ROME -- Reaction in Europe to the latest doping revelations involving Lance Armstrong and his former U.S. Postal team was a mix of surprise and sorrow.
Two former teammates of Armstrong told The Associated Press on Friday that they never saw Armstrong or Tyler Hamilton use banned drugs.
In an interview with 60 Minutes aired Thursday on the CBS Evening News, Hamilton admitted that he doped and said Armstrong did as well.
Pascal Derame, a Frenchman who was on the 1999 Tour-winning team with Armstrong and Hamilton, said he wasn't in Armstrong's "inner circle."
"There was a team and then there was the inner circle. Tyler was in the inner circle," as was Frankie Andreu, Derame said. "[Armstrong] was a lot closer to Tyler than to us. ... Perhaps he didn't trust the French."
The 60 Minutes segment, which will air in its entirety on Sunday, also includes an interview with another former Armstrong teammate, Andreu.
Now one of the race directors at the Tour of California, Andreu told the show he took banned substances because lesser riders he believed were doping were passing him.
"I never saw [Armstrong] take anything," Derame said. "I cannot say what I didn't see."
Derame added that he mostly roomed with a Danish rider, Peter Meinert-Nielsen, and did not have much interaction with Armstrong even though they rode on the same Tour team.
"You can live together without living together," he said.
UCI spokesman Enrico Carpani said the governing body is aware of the latest allegations against Armstrong via the media but will not comment.
"Only Mr. Hamilton and Mr. Armstrong are in a position to comment," Carpani said.
Another former teammate of Armstrong and Hamilton, Steffen Kjaergaard of Norway, rode on U.S. Postal's Tour de France team in 2000 and 2001.
"I didn't feel any pressure of doing any prohibited thing to be stronger, to do doping," Kjaergaard said. "I didn't have any hints, 'You should do this. You should do that."'
Kjaergaard said that U.S. Postal conducted internal blood tests on him and others in the team "to make sure that the riders behave themselves."
Kjaergaard said that he did at times share rooms with Hamilton. But he said he never got any indication and never suspected that he was using banned drugs.
"I guess that if he or anybody else wants to do doping or other illegal things, they can hide it," Kjaergaard said.

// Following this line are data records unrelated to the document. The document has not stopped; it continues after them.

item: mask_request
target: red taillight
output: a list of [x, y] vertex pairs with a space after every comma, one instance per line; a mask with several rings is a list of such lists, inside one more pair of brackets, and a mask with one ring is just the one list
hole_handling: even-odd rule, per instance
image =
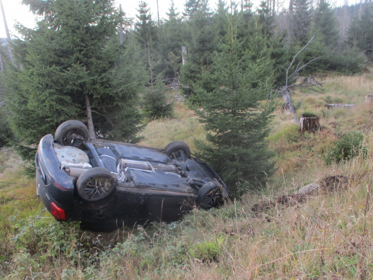
[[50, 212], [57, 219], [66, 219], [65, 210], [58, 207], [54, 202], [51, 203]]

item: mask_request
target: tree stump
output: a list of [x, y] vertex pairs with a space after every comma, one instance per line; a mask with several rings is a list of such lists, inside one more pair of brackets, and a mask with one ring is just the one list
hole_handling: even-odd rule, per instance
[[316, 132], [320, 128], [320, 119], [315, 115], [304, 115], [302, 114], [300, 120], [300, 130], [304, 131]]
[[373, 95], [365, 95], [365, 103], [368, 103], [371, 106], [373, 104]]

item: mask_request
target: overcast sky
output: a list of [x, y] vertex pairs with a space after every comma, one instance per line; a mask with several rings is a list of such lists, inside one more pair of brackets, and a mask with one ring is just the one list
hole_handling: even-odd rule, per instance
[[[181, 13], [184, 11], [184, 4], [187, 0], [174, 0], [174, 3], [176, 11]], [[317, 0], [314, 0], [317, 1]], [[15, 30], [14, 28], [15, 24], [18, 22], [27, 27], [34, 27], [36, 25], [35, 17], [32, 13], [29, 11], [28, 7], [21, 4], [21, 0], [2, 0], [5, 11], [5, 16], [8, 22], [8, 27], [9, 29], [11, 36], [14, 37], [16, 35]], [[259, 3], [260, 0], [253, 0], [254, 6], [257, 6], [257, 3]], [[156, 0], [146, 0], [148, 3], [148, 6], [150, 8], [150, 11], [152, 15], [153, 19], [157, 18], [157, 1]], [[230, 1], [225, 0], [226, 3]], [[240, 2], [239, 0], [237, 2]], [[286, 0], [284, 0], [286, 2]], [[331, 0], [329, 3], [333, 6], [342, 6], [345, 3], [348, 4], [359, 2], [359, 0]], [[210, 0], [209, 4], [210, 9], [214, 10], [216, 7], [216, 3], [217, 0]], [[166, 13], [168, 12], [171, 0], [158, 0], [159, 8], [159, 16], [161, 18], [166, 17]], [[138, 8], [139, 1], [138, 0], [116, 0], [116, 6], [119, 7], [119, 4], [121, 4], [122, 9], [126, 13], [127, 16], [135, 17], [137, 13], [136, 9]], [[3, 16], [1, 16], [0, 21], [0, 37], [6, 37], [5, 28], [4, 27]]]

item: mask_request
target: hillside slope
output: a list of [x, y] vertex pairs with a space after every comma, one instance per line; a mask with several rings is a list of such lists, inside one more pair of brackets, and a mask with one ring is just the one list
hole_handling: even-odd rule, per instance
[[[267, 186], [171, 224], [103, 233], [58, 223], [40, 213], [24, 163], [0, 153], [0, 277], [371, 279], [373, 106], [364, 100], [373, 93], [373, 75], [317, 79], [324, 94], [292, 97], [299, 115], [320, 117], [317, 133], [301, 134], [279, 100], [268, 138], [278, 169]], [[356, 106], [328, 109], [330, 103]], [[183, 139], [193, 152], [194, 138], [203, 139], [202, 127], [182, 103], [175, 111], [174, 119], [151, 122], [141, 144], [163, 148]], [[352, 132], [363, 135], [364, 149], [354, 146], [355, 156], [333, 162], [336, 142]], [[314, 182], [319, 191], [306, 198], [278, 199]], [[255, 206], [260, 203], [266, 207]]]

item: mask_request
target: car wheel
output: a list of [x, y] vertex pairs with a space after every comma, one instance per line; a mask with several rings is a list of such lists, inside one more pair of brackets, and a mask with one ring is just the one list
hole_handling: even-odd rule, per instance
[[174, 141], [164, 148], [164, 152], [171, 158], [186, 159], [191, 156], [191, 150], [183, 141]]
[[211, 181], [202, 186], [197, 194], [198, 206], [203, 209], [219, 206], [224, 203], [226, 196], [223, 187], [215, 181]]
[[94, 167], [80, 175], [76, 182], [78, 193], [90, 202], [102, 199], [115, 188], [115, 179], [106, 168]]
[[83, 141], [89, 138], [89, 132], [81, 122], [71, 119], [61, 124], [54, 134], [56, 142], [63, 146], [79, 148]]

Kjaergaard also said that in the wake of the confessions from Hamilton and, previously, Floyd Landis, he was now thinking, "I must have been damned naive. ... It's quite amazing to me."
Like other Europeans who rode for U.S. Postal, Kjaergaard suggested that one reason why he did not see any evidence of doping might be because he "was never close to the Americans."

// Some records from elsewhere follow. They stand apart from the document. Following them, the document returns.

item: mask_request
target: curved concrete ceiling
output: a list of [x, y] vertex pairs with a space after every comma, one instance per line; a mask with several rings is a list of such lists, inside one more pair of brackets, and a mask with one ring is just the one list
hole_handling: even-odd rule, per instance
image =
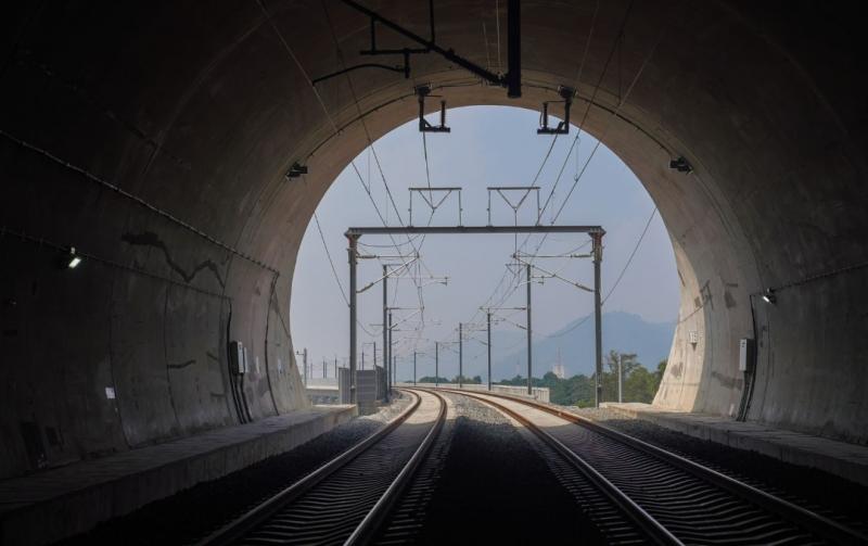
[[[498, 72], [502, 4], [436, 0], [438, 43]], [[637, 174], [676, 253], [655, 403], [868, 442], [856, 21], [810, 2], [523, 4], [516, 100], [434, 54], [409, 80], [311, 87], [370, 61], [368, 21], [337, 0], [4, 8], [0, 477], [304, 406], [288, 325], [302, 237], [426, 82], [449, 106], [578, 89], [574, 119]], [[370, 7], [427, 33], [426, 2]], [[679, 156], [692, 174], [668, 168]], [[310, 174], [284, 178], [295, 162]], [[230, 340], [247, 346], [243, 384]]]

"I was living on a regular basis in Norway and Belgium and they were living on a regular basis in Spain and the United States," he said. "I was never socializing with them or Lance."

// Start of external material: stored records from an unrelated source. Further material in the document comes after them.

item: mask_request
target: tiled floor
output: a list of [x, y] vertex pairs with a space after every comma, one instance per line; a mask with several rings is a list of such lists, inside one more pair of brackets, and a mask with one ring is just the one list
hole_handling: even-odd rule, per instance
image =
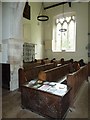
[[[66, 118], [88, 118], [88, 86], [89, 82], [82, 85], [74, 103], [75, 109], [68, 112]], [[42, 116], [21, 108], [21, 96], [19, 91], [2, 93], [2, 117], [3, 118], [43, 118]]]

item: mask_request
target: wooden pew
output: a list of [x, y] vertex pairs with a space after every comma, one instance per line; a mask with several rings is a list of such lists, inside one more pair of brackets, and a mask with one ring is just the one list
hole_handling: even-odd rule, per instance
[[65, 64], [53, 69], [46, 70], [44, 72], [46, 73], [47, 81], [58, 82], [69, 73], [69, 65]]
[[72, 89], [70, 91], [70, 103], [73, 105], [77, 92], [85, 80], [88, 80], [88, 67], [87, 65], [80, 67], [79, 70], [67, 75], [67, 85]]
[[54, 67], [56, 67], [56, 64], [48, 63], [48, 64], [33, 67], [32, 69], [19, 68], [19, 70], [18, 70], [19, 88], [25, 82], [30, 81], [32, 79], [36, 79], [37, 76], [38, 76], [38, 73], [40, 71], [48, 70], [48, 69], [51, 69], [51, 68], [54, 68]]

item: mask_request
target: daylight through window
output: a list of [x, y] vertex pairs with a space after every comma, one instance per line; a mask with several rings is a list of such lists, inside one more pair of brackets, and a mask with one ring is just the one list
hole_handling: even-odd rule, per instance
[[55, 19], [53, 32], [53, 52], [75, 52], [76, 48], [76, 20], [75, 16]]

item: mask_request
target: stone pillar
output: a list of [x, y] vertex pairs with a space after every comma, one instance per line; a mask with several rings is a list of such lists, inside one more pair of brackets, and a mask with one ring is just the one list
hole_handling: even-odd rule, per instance
[[[8, 34], [3, 35], [3, 44], [7, 45], [6, 48], [3, 48], [5, 52], [7, 52], [7, 60], [6, 63], [10, 63], [10, 90], [16, 90], [18, 85], [18, 69], [22, 67], [23, 62], [23, 9], [24, 2], [10, 2], [3, 3], [5, 4], [4, 14], [6, 14], [7, 18], [4, 17], [4, 24], [8, 26], [5, 28], [3, 26], [3, 31], [7, 29], [9, 30]], [[9, 11], [9, 12], [8, 12]], [[6, 31], [6, 30], [5, 30]], [[4, 33], [3, 33], [4, 34]], [[5, 38], [4, 38], [5, 37]]]

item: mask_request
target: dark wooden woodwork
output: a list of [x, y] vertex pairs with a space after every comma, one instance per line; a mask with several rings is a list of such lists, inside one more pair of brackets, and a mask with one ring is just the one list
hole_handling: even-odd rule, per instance
[[22, 107], [48, 118], [64, 118], [70, 105], [69, 93], [70, 87], [64, 96], [59, 96], [23, 85]]
[[77, 92], [85, 80], [88, 80], [88, 66], [82, 66], [74, 73], [67, 75], [67, 85], [72, 88], [70, 91], [70, 104], [73, 105]]
[[32, 79], [36, 79], [38, 77], [38, 73], [40, 71], [48, 70], [54, 68], [56, 65], [54, 63], [48, 63], [44, 65], [35, 66], [32, 68], [18, 70], [19, 76], [19, 87], [22, 86], [26, 81], [30, 81]]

Doping, he said, "in general was not a subject" discussed within the team.
Kjaergaard sympathized with Hamilton, saying "it must have been terrible" for him to have lied for so long about his own doping.
"He's not the first one on the team that confessed," he said. "I feel sorry for him. He must have been having a terrible time in the last 10 years."
Kjaergaard said the only pressure he felt was self-imposed pressure to ride well, to be selected as one of the nine Tour riders. He said he was struck when he moved from a small Danish team to U.S. Postal at how carefully the American team looked after its riders, for example giving them administrative help with paperwork.
"They treated me well," he said. "They really want to take good care of you. That was something new for me. ... This is American, very service-oriented."